La differenza tra le generazioni di giovani calciatori ha da sempre suscitato un dibattito acceso e vibrante, soprattutto quando si considera l’approccio e il trattamento che ricevono da parte dei compagni e dei tecnici. Ognuno di noi porta da sempre l’acqua al mulino del suo tempo, per cui quando i giovani Delpiero e Totti infiammavano una serie A già farcita di campioni, c’era chi rimpiangeva gli Zico e i Maradona, se non i Rivera e i Mazzola.
La recente intervista di Robert Lewandowski segue questo filone: il nove blaugrana ha raccontato la sua esperienza con giovani talenti come Lamine Yamal, Cubarsi, Gavi e Pedri, evidenziando una caratteristica della Gen Z peculiare per abitudini e aspettative. In particolare il centravanti polacco ha stigmatizzato il fatto che i giovani calciatori non siano ricettivi quando dalla panchina o dalla lavagna tattica giunga l’“urlo” o l’indicazione più decisa e vicina al rimprovero.

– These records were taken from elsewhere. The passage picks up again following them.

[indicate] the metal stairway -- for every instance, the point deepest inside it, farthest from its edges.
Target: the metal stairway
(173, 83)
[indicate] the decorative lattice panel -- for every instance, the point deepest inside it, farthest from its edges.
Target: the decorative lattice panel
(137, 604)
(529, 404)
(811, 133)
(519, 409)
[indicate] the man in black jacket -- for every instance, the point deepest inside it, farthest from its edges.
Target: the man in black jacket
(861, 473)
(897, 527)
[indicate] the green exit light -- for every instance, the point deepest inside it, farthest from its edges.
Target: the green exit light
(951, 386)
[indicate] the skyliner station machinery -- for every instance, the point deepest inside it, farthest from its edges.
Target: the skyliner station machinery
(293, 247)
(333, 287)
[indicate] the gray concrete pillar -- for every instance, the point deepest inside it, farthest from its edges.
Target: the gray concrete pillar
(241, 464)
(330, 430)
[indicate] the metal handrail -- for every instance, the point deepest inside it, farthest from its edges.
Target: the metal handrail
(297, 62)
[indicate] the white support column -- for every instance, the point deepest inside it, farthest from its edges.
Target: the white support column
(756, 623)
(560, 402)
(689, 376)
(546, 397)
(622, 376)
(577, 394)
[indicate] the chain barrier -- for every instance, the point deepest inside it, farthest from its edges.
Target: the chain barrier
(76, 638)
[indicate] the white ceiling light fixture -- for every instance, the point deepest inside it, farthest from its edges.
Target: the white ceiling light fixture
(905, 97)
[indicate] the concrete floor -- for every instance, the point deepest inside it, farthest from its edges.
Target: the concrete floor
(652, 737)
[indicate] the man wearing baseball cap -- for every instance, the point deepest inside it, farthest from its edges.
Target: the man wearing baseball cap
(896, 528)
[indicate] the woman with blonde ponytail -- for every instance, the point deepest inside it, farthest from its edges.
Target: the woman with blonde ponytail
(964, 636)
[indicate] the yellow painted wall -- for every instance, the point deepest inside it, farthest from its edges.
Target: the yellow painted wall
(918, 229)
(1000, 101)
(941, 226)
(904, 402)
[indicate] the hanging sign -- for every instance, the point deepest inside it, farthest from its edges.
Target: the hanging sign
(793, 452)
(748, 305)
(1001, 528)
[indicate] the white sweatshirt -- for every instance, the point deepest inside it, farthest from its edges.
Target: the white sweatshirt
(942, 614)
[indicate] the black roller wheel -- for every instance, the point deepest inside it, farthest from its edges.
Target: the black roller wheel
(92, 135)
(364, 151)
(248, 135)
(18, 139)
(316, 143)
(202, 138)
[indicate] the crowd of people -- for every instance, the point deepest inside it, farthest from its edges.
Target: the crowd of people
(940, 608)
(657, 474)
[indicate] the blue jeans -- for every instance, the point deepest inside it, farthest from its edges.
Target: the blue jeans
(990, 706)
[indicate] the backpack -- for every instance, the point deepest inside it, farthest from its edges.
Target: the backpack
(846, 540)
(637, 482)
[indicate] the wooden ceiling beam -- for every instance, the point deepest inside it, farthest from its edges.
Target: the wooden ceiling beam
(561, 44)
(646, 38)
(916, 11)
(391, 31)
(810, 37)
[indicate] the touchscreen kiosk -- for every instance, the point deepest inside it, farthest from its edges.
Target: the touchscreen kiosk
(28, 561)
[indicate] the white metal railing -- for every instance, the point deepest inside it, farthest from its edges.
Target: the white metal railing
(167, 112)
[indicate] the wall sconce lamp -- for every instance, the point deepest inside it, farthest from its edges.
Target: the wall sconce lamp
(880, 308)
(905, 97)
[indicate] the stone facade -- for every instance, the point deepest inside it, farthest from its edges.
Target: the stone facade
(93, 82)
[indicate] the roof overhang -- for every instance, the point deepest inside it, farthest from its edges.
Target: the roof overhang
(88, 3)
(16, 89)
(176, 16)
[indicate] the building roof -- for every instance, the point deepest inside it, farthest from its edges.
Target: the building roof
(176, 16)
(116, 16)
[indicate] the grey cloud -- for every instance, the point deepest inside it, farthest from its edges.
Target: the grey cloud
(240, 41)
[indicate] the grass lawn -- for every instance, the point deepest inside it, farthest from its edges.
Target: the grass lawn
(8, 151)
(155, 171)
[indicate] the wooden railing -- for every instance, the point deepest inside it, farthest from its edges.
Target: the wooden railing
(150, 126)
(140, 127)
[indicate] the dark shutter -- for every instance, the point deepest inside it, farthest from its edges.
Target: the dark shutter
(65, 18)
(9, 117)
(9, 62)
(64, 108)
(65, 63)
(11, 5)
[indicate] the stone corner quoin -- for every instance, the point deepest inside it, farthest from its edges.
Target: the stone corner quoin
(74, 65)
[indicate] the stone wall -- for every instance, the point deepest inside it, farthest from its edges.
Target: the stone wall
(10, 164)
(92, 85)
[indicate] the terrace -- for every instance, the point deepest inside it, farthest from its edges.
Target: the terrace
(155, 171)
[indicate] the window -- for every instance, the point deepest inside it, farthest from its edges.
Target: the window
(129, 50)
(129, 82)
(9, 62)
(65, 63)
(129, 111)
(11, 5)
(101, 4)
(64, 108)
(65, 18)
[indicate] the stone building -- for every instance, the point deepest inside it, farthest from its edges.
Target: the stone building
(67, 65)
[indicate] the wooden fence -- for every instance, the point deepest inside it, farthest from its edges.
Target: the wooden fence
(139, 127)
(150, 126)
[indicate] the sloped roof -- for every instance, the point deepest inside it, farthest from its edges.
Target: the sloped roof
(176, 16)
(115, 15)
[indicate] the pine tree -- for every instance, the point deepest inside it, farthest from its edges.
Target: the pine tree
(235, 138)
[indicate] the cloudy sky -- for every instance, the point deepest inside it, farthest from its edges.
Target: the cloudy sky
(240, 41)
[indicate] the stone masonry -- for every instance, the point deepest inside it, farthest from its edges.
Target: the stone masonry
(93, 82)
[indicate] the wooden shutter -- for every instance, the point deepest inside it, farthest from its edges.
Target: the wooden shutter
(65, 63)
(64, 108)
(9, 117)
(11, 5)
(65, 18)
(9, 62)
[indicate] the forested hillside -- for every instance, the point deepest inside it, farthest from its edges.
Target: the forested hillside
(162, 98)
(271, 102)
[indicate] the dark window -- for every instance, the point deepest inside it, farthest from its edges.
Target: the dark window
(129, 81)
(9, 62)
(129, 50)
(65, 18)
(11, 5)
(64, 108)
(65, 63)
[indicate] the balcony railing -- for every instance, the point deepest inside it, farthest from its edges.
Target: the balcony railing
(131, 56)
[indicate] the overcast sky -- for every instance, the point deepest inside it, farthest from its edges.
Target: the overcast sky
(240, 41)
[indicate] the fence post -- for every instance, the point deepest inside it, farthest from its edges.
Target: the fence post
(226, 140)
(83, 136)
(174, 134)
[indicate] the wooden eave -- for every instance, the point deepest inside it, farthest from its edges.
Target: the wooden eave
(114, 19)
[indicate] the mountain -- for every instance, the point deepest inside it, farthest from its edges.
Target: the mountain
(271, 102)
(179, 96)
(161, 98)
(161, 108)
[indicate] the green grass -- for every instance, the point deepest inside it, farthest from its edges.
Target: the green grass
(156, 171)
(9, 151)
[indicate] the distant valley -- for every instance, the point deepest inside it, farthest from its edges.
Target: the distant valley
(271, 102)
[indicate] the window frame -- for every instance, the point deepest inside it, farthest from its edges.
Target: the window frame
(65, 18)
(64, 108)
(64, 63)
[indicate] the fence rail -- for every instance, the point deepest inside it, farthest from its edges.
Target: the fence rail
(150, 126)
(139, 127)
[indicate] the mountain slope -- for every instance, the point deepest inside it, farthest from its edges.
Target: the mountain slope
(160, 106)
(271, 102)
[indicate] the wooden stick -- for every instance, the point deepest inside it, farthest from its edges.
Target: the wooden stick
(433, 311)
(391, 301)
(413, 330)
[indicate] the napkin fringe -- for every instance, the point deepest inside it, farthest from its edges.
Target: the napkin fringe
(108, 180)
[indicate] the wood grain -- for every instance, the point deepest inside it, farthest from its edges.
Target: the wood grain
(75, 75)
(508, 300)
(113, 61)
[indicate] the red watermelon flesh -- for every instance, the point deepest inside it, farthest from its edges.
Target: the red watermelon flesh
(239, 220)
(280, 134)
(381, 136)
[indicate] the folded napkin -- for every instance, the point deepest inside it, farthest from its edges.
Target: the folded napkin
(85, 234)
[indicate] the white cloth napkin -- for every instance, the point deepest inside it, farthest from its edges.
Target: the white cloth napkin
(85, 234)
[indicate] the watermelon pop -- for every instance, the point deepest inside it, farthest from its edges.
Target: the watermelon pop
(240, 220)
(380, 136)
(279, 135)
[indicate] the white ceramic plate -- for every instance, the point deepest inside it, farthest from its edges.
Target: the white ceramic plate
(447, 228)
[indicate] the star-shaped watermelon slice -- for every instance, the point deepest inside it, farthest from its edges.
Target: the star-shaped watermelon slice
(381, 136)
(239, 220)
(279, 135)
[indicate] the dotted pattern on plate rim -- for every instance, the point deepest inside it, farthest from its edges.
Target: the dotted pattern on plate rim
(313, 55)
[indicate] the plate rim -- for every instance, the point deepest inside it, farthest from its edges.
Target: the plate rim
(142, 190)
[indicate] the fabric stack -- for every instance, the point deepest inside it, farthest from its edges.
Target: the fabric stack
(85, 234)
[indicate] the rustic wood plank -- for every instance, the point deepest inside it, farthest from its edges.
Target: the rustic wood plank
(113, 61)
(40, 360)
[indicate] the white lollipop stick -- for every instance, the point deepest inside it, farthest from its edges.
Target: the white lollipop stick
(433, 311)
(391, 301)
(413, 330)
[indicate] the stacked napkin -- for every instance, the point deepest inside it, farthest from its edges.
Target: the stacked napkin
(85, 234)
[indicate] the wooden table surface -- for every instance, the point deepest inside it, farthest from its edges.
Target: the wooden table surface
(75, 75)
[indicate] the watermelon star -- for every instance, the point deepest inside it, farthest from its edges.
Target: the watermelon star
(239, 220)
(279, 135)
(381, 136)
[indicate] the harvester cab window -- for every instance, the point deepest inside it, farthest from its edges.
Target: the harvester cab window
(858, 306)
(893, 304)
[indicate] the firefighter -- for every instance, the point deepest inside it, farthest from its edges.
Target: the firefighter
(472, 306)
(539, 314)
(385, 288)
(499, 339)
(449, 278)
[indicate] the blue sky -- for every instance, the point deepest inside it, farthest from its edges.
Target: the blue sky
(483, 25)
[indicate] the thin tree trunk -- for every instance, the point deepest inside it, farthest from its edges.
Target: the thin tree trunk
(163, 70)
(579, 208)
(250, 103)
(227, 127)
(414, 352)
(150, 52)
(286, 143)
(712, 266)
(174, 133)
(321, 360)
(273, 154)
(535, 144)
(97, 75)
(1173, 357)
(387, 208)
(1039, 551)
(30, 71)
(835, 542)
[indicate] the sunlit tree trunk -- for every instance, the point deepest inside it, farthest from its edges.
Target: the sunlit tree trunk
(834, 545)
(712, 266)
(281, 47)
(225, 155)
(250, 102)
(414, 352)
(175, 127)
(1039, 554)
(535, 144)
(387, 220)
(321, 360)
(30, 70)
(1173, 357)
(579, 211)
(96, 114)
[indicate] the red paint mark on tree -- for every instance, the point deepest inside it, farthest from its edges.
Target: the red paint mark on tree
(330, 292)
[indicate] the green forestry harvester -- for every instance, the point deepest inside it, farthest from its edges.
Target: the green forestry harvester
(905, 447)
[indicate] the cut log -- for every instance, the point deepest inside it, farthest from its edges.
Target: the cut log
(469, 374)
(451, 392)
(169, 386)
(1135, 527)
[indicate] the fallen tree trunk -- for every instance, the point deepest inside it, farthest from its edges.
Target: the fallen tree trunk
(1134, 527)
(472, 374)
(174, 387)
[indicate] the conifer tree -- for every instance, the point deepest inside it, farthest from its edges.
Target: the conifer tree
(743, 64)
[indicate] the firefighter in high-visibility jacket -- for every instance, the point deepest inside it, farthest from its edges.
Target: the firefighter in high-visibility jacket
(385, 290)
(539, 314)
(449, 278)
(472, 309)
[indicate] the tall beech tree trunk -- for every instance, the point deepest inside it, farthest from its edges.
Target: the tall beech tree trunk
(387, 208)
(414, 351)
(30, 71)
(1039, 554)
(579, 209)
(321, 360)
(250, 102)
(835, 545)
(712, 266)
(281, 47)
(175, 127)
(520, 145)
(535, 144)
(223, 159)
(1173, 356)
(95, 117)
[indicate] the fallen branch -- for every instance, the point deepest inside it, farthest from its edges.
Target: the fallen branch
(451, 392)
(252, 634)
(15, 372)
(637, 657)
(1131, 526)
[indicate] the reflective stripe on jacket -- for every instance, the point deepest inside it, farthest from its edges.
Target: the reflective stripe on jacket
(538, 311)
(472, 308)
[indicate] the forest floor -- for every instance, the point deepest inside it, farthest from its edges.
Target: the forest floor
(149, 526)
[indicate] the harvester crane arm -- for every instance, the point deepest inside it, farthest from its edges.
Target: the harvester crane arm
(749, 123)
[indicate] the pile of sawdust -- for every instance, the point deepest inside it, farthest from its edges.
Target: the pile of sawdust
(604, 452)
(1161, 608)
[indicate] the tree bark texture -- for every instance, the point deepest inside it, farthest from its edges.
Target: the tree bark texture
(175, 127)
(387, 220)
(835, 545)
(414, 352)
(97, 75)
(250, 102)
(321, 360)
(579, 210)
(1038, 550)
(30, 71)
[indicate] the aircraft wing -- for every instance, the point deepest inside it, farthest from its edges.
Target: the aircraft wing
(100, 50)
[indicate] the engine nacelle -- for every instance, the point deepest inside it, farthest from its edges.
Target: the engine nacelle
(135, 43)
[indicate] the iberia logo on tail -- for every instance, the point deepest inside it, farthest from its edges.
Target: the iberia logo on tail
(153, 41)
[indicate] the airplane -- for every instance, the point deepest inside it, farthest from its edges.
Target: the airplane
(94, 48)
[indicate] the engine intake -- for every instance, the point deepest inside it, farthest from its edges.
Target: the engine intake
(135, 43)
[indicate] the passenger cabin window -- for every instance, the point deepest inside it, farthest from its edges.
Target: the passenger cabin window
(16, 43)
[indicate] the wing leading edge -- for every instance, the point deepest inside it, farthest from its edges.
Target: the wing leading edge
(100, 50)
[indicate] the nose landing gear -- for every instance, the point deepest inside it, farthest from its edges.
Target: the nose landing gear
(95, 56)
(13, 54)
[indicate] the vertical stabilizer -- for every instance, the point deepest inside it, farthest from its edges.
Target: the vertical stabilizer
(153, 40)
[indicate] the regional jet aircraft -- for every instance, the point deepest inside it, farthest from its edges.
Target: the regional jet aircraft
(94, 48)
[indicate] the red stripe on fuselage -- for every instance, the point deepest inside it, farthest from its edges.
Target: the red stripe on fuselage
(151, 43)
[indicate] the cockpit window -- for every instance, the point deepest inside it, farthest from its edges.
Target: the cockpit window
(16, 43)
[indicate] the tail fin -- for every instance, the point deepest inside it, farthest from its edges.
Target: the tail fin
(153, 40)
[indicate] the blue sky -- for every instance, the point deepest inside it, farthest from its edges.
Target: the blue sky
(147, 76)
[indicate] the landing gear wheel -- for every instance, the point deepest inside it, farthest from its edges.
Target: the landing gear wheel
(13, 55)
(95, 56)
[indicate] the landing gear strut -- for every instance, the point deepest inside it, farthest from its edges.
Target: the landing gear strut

Lo spunto di questa testimonianza conduce a una riflessione sulla centralità del ruolo di un allenatore nello sviluppo dei giovani atleti, di qualsiasi disciplina sportiva si parli: i modelli teorici e gli schemi predefiniti non possono sostituire la complessità e la ricchezza dell’esperienza diretta sul campo.
Alcuni mister di giovanili sembrerebbero più “cattivi maestri” che educatori, confondendo la propria frustrazione con la virtù pedagogica e utilizzando l’urlo e la critica umiliante come strumenti di “educazione”, creando una rappresentazione distorta della realtà del gioco.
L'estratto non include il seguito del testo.